The results of September, 10

MICEX Index as low as 1114,67 (-3,75%), RTS index dropped to 1334,33 (-4,36%). Again leaders of decline are securuties of financial companies. Oil and gas stocks also closed in minus.
Strengthening dollar is an incentive of sell out of energetic securities.
There are no evident trends towards growth, though light change is possible.


----------



## Office rat (15 September 2008)

Stock market review, September, 15
The results of the trading day, 12 September: MICEX index grew up to 1137,76 (+6.03%), RTS index – to 1341,75 (+3.36%).
Securities of the rough sector were in excellent position. Gazprom shares increased as 7,09%, Lukoil – as 11,18%, Rosneft – as 2,88%. Growth of these quotes was provided by the increase of oil futures on September, 12. Considerable growth of telecommunication, metallurgical securities was the feature of the trading day.
At the same time we think that Monday will be opened by the down gap. Investors will be searching for the entry moment for the market. In the view of short term actions we recommend to initiate short positions for oil and gas and bank branches.
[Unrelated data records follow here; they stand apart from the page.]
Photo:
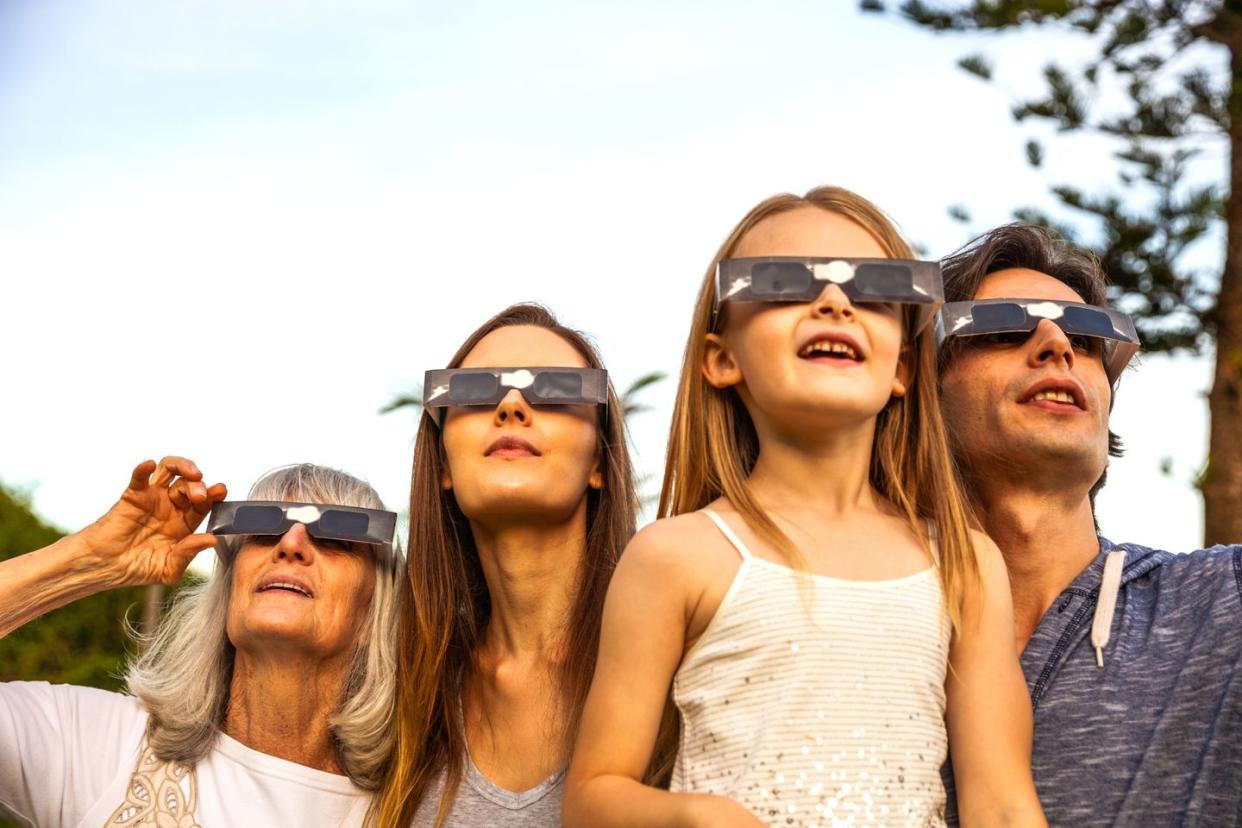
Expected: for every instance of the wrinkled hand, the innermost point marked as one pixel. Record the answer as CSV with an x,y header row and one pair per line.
x,y
148,535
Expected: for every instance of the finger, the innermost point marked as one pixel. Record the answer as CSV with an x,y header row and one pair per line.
x,y
142,476
211,495
172,467
185,551
186,494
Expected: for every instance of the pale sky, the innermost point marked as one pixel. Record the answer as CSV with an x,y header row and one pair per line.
x,y
235,230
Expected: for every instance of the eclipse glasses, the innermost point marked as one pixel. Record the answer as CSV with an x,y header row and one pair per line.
x,y
1113,328
487,386
791,278
323,522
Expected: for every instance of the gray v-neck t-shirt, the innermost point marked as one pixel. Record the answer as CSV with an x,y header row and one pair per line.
x,y
481,803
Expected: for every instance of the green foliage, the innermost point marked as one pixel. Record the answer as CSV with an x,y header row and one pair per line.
x,y
1174,101
81,643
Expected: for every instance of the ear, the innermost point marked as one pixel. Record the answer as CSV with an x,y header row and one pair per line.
x,y
904,371
719,369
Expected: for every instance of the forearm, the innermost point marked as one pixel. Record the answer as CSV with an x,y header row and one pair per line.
x,y
1020,812
40,581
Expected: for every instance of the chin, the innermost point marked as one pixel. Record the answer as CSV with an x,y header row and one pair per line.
x,y
529,504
In the middle of the week we expect a new turn of shares’ increase.


----------



## Value Hunter (30 May 2016)

Does anyone else think the Russian stock market currently looks undervalued based on its very low price to book and cyclically adjusted p.e. ratio (CAPE/SCHILLER P.E.)?


----------



## john5 (27 July 2017)

where do you find price to book ratio for an index?


----------



## systematic (27 July 2017)

john5 said:


> where do you find price to book ratio for an index?



iShares and many of the ETF providers etc are an easy source


----------



## systematic (27 July 2017)

Or if you want CAPE, PB and more:

Here


----------



## john5 (10 August 2017)

thanks


----------